Islamabad and New Delhi have regularly tested ballistic missiles since becoming nuclear-capable in 1998.
How deadly is Pak and India’s nuclear force?
There is a reason the world should be closely watching the developments of relations between Pakistan and India, and it’s not because they have fought three wars already and are on the brink of their fourth. It’s because of their massive stockpiles of nuclear weapons. Islamabad and New Delhi have about 120-140 nuclear weapons each.
But what’s more worrisome is that Pakistan and India are two of only three nations in the world that never signed the Non-Proliferation Treaty. India aims to increase its weapons arsenal, as New Delhi has purchased $34 billion worth of military equipment between 2008 and 2015. That’s more than any country in the world except Saudi Arabia, according to IAS Parliament.

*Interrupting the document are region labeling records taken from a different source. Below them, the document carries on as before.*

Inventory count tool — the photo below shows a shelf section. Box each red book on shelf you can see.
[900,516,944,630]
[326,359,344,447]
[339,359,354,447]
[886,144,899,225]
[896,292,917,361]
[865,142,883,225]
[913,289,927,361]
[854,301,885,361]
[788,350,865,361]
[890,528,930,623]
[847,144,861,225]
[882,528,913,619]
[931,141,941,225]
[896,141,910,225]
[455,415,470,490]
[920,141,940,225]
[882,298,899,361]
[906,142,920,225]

India also could boost its nuclear arsenal further soon, as it aims to get membership in the Nuclear Suppliers Group (NSG) in order to obtain full atomic trading privilege. Pakistan wants to become a NSG member too.
Pakistan threatens nuclear war to stop India’s Cold Start
The news comes amid India’s reported plans to deploy 460 advanced battle tanks along its border with Pakistan, a move that would mark the start of implementation of its much-talked about Cold Start military strategy.
The Cold Start military doctrine and having a sizable military force along its border with Pakistan would allow India to launch a rapid military attack against its neighbor almost immediately. In fact, such a rapid attack wouldn’t give Pakistan enough time to respond with retaliatory nuclear strikes.
The Cold Start strategy, the existence of which has long been denied by the Indian government, seems to be becoming a reality. After it was reported that India plans to deploy the high-tech battle tanks closer to the border with Pakistan, an anonymous Pakistani official threatened that Islamabad would use “all of its weapons,” including nuclear weapons, if India becomes aggressive.
“If ever our national security is threatened by advancing foreign forces, Pakistan will use all of its weapons — and I mean all of our weapons — to defend our country,” the official told the Financial Times.
Pakistan to become the world’s fifth largest nuclear power by 2025
Pak isn’t resting peacefully as India increases its military and nuclear arsenals. Islamabad continues to strengthen its nuclear capabilities by diversifying its weapons and accumulating fissile material.
With its four fully-operational plutonium production reactors in Khushab, which is in the northern part of Pakistan, Islamabad is capable of making at least 40 kilos of weapons-grade plutonium annually. Pakistan, which has an estimated nuclear arsenal of 130-140 nukes, also aspires to enhance its uranium enrichment capabilities, according to The News.
While many experts argue that Pakistan could add about 100 more nuclear warheads to its stockpile and become the world’s fifth largest nuclear power by 2025, the country’s enhancement of nuclear capabilities depends on the magnitude of expansion of India’s nuclear program.